Studio album by Ginger
- Released: 19 December 2005 (Order online) 9 January 2006 (Shops)
- Recorded: 2005
- Genre: Rock
- Length: 1:19:31
- Label: Round Records
- Producer: Ginger, Ralph Jezzard

Ginger chronology
| A Break In The Weather (2005) | Valor Del Corazon (2005) | Yoni (2007) |

= Valor Del Corazon =

Valor Del Corazon is the first solo album to be released by Ginger (of rock band The Wildhearts). It initially had a limited mail order release on 19 December 2005, with a full release to the shops on 9 January 2006 and features 19 tracks spread across two CDs.
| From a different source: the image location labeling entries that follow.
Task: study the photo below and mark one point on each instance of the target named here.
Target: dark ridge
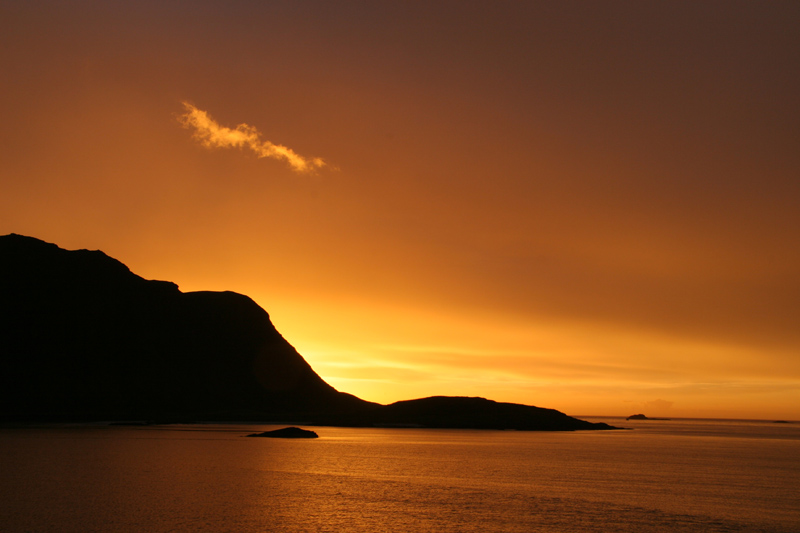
(82, 338)
(287, 433)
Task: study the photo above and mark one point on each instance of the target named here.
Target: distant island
(82, 338)
(287, 433)
(643, 417)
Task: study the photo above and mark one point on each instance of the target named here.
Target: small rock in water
(287, 433)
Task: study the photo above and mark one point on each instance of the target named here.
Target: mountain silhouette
(82, 338)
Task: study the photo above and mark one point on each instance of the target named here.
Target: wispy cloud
(212, 135)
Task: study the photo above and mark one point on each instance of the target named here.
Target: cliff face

The album was produced by Ralph Jezzard, who had previously produced the Wildhearts album Endless, Nameless.

The earliest editions of the album can be identified by a "V" placed on the back cover photograph and Valor spelt "Vaolr" on the side of the album case.

==Track listing==

Disc one
| No. | Title | Length |
|---|---|---|
| 1. | "Ugly" | 2:37 |
| 2. | "Mother City" | 3:37 |
| 3. | "G.T.T." | 4:08 |
| 4. | "Yeah, Yeah, Yeah" | 4:21 |
| 5. | "This Is Only A Problem" | 3:52 |
| 6. | "Ten Flaws Down" | 7:10 |
| 7. | "Paramour" | 2:26 |
| 8. | "The Man Who Cheated Death" | 4:29 |
| Total length: |  | 32:40 |

Disc two
| No. | Title | Length |
|---|---|---|
| 1. | "The Drunken Lord Of Everything" | 2:50 |
| 2. | "L.O.V.E." | 5:36 |
| 3. | "The Way" | 3:58 |
| 4. | "Drinking In The Daytime" | 6:28 |
| 5. | "Keep It Cool" | 6:02 |
| 6. | "Only Lonely" | 4:35 |
| 7. | "Your Mouth" | 2:22 |
| 8. | "Change" | 2:41 |
| 9. | "My Friend The Enemy" | 5:28 |
| 10. | "Bulb" | 3:52 |
| 11. | "Something To Believe In" | 2:59 |
| Total length: |  | 46:51 |

Japanese edition bonus tracks
| No. | Title | Length |
|---|---|---|
| 12. | "Sonic Shake (Live)" | 8:46 |
| 13. | "Answering Machine (Live)" (The Replacements cover) | 3:36 |
| 14. | "Boys Keep Swinging (Live)" (David Bowie cover) | 3:37 |

== The title ==

Before the album's release, Ginger announced that its title, Valor Del Corazon, was Spanish for "strength of heart". On his website, he comments on what appears to be a grammatical error:

"I have Spanish and Mexican friends and I obviously asked them for the correct way of translating that title literally. They all told me that the proper way to say it is Valor DE Corazon. Thing is, I woke up one morning with the title right in my face, and while I know it isn't text book Spanish, I was getting tons of spiritual information, divine support and genuine paranormal weirdness around me. So much so that I took it for granted that this was completely natural within the whole 'fixing yourself' process. Anyway, I wasn't going to argue with an album title given to me from sources beyond my surroundings. So, as illiterate as it may read to my Spanish speaking fans I stuck with it!"